According to the documentation there is an option to use an existing Dataproc cluster in 6.2 version and above.
We use Cloud Data Fusion 6.2.0 but the existing Dataproc does not appear when we try to create a new compute profile.
What are we doing wrong? Why does the described option not show up? Do we have to do some additional configurations?
UPDATE 1
When I choose Dataproc, I see the followings:
UPDATE 2
When we try to use Remote Hadoop Provisioner we got the following error message in the /logs/program.log file. SSH connection is successful because the run-id folder is there.
2021-06-15 09:40:37,617 - ERROR [main:o.a.z.s.NIOServerCnxnFactory@44] - Thread Thread[main,5,main] died
java.lang.reflect.InvocationTargetException: null
at sun.reflect.NativeMethodAccessorImpl.invoke0(Native Method) ~[na:1.8.0_282]
at sun.reflect.NativeMethodAccessorImpl.invoke(NativeMethodAccessorImpl.java:62) ~[na:1.8.0_282]
at sun.reflect.DelegatingMethodAccessorImpl.invoke(DelegatingMethodAccessorImpl.java:43) ~[na:1.8.0_282]
at java.lang.reflect.Method.invoke(Method.java:498) ~[na:1.8.0_282]
at io.cdap.cdap.internal.app.runtime.distributed.remote.RemoteLauncher.main(RemoteLauncher.java:73) ~[launcher.jar:na]

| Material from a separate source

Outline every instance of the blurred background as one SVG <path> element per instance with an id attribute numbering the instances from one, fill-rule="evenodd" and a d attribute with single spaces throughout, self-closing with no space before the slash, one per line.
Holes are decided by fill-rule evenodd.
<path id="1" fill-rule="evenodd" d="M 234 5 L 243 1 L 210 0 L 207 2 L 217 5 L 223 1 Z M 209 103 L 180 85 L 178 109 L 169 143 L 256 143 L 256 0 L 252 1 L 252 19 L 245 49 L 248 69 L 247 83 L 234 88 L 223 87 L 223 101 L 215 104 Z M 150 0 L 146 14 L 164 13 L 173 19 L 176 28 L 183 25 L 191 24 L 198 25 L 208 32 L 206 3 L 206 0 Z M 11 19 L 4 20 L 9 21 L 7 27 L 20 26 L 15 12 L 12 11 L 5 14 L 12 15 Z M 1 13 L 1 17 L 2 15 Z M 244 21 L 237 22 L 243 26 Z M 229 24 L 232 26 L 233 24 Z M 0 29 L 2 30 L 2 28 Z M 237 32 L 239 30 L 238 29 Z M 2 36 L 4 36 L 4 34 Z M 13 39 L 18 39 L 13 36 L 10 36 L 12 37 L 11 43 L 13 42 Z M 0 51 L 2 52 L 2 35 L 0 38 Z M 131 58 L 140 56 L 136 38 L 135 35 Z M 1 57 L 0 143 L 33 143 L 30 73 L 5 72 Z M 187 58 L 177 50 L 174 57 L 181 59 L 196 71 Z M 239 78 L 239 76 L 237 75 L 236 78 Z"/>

Caused by: java.lang.NoSuchMethodError: com.google.common.base.Preconditions.checkArgument(ZLjava/lang/String;Ljava/lang/Object;)V
at org.apache.hadoop.conf.Configuration.set(Configuration.java:1357) ~[hadoop-common-3.2.2.jar:na]
at org.apache.hadoop.conf.Configuration.set(Configuration.java:1338) ~[hadoop-common-3.2.2.jar:na]

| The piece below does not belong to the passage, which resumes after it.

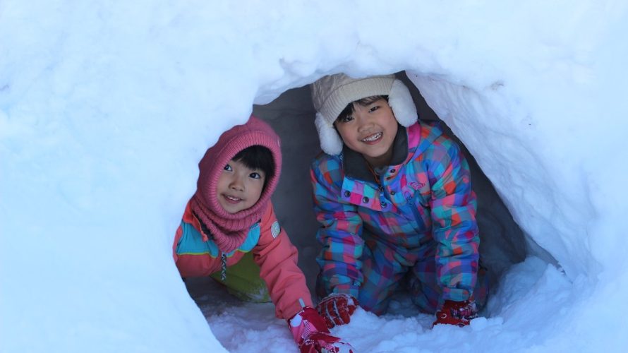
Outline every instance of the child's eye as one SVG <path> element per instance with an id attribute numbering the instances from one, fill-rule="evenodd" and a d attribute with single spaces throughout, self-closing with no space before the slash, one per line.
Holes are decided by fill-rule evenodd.
<path id="1" fill-rule="evenodd" d="M 352 116 L 345 115 L 344 116 L 341 116 L 341 117 L 338 118 L 338 120 L 337 120 L 337 121 L 339 121 L 341 123 L 346 123 L 346 122 L 351 121 L 353 119 L 354 119 L 354 117 Z"/>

at io.cdap.cdap.common.conf.CConfigurationUtil.copyTxProperties(CConfigurationUtil.java:100) ~[na:na]
at io.cdap.cdap.common.guice.ConfigModule.<init>(ConfigModule.java:62) ~[na:na]
at io.cdap.cdap.common.guice.ConfigModule.<init>(ConfigModule.java:49) ~[na:na]

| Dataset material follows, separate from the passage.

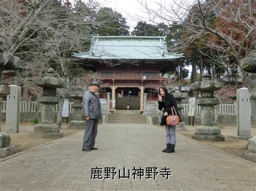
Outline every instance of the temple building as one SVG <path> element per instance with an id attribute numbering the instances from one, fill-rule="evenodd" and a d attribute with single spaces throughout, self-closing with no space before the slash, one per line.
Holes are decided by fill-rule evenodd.
<path id="1" fill-rule="evenodd" d="M 167 51 L 165 37 L 95 36 L 89 52 L 74 53 L 81 66 L 94 73 L 100 84 L 100 97 L 111 93 L 116 109 L 143 110 L 143 94 L 157 100 L 166 72 L 174 71 L 183 54 Z"/>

at io.cdap.cdap.internal.app.runtime.distributed.remote.RemoteExecutionJobMain.initialize(RemoteExecutionJobMain.java:117) ~[na:na]
at io.cdap.cdap.internal.app.runtime.distributed.remote.RemoteExecutionJobMain.doMain(RemoteExecutionJobMain.java:98) ~[na:na]
at io.cdap.cdap.internal.app.runtime.distributed.remote.RemoteExecutionJobMain.main(RemoteExecutionJobMain.java:73) ~[na:na]
... 5 common frames omitted
I wasn't able to reproduce exactly the scenario since when creating a CDF instance from the scratch I was able to select Cloud Data Fusion 6.2.3 as similar closer version.
I can confirm that on version 6.2.3 you have the option to choose an Existing Dataproc Cluster. Therefore I would recommend to you to upgrade to at least that version. Follow this docs in order to do it in a safe way.
As alternative there is a method to configure Cloud Data Fusion pipeline to run against existing cluster here. This feature is available only on the Enterprise edition of Cloud Data Fusion.